La noche había caído sobre Las Joyas Vivientes como un manto bordado de luciérnagas y estrellas. El crepitar de la leña reunía a los visitantes y lugareños en un círculo sagrado de historias y silencios. Algunos sorbían café de olla, otros sostenían una cobija sobre las piernas, pero todos —sin excepción— guardaron silencio cuando vieron a don Artemio acercarse con paso pausado y mirada de quien ha visto cosas que aún no se cuentan.
Se sentó en su tronco favorito, ya pulido por los años y las noches de relatos, se acomodó el sombrero con dignidad y dijo con voz pausada:
—Esta historia les va a parecer fantástica… pero es del todo cierta.
Los niños se acercaron más. Los adultos, aunque conocían a don Artemio y su talento para lo extraordinario, también aguzaron el oído. Algo en su tono decía que esta vez iba en serio.
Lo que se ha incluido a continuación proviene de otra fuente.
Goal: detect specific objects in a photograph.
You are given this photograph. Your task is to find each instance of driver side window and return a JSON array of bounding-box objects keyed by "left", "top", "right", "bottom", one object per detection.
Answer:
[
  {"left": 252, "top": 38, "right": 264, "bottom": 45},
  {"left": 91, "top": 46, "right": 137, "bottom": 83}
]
—Verán —continuó—, cuando instalamos por primera vez la radio comunitaria allá en lo alto del cerro, y la antena apuntó al cielo como queriendo saludar al universo, recibimos una señal. No eran canciones, ni noticias, ni telenovelas. Era algo que nadie entendía… ni el compadre Félix, que dice que entiende inglés porque trabajó en Arizona. Pensamos que era ruso, chino… hasta esquimal. Pero luego, como si se hubieran dado cuenta de que no les entendíamos ni jota, ¡empezaron a traducir! Y lo primero que dijeron fue: “Saludos a los guardianes de lo esencial.”
El silencio se hizo más espeso que el atole de avena.
—Así tal cual dijeron: que estaban sorprendidos de encontrar un lugar donde aún se respeta la naturaleza, se comparte la comida y se escucha al que habla bajito. Que en su galaxia, habían oído hablar del desastre que los humanos estaban causando en la Tierra, pero que este pueblo les devolvía la esperanza.
Los rostros empezaron a mostrar una mezcla de asombro e incredulidad. Don Artemio lo notó, pero no se detuvo.
—Nos explicaron que intentaron acercarse hace años, pero que lo primero que recibieron fueron amenazas. Que les apuntaron misiles, que quisieron capturarlos para hacerles experimentos y que hasta les ofrecieron contratos publicitarios. ¡Imagínense ustedes! ¡Querían que anunciaran refrescos y perfumes! —dijo entre risas—. Y uno que otro político les ofreció sociedad para conquistar el mundo… ¡con acciones y todo!
Las carcajadas se mezclaron con el humo de la fogata. Pero don Artemio, sin perder el tono serio, añadió:
—Así que dijeron: “Con esa especie, ni de broma.” Pero con ustedes, sí. Porque aquí han visto respeto, sencillez y armonía. Nos pidieron que siguiéramos cuidando este pedacito de planeta. Que tal vez, con el tiempo, más comunidades imitarían nuestro ejemplo.
Una voz joven se alzó desde el fondo:
—¿Y los vieron, don Artemio?
—¡No, hijo! ¿Tú crees que después de ese mensaje nos iban a dar ganas de verlos cara a cara? ¡Con el susto que traíamos con solo escuchar su voz! Además, ahora que ya tenemos internet, quién sabe, igual y un día aparecen en la pantalla, como en esas videollamadas modernas.
Algunos rieron. Otros voltearon al cielo con cierto nerviosismo. La noche continuó con preguntas, teorías y uno que otro brindis por los amigos intergalácticos. Pero esa noche, más de uno se fue a dormir mirando al cielo, como esperando una lucecita que confirmara que no todo está perdido… y que todavía hay quien vigila con esperanza desde allá arriba.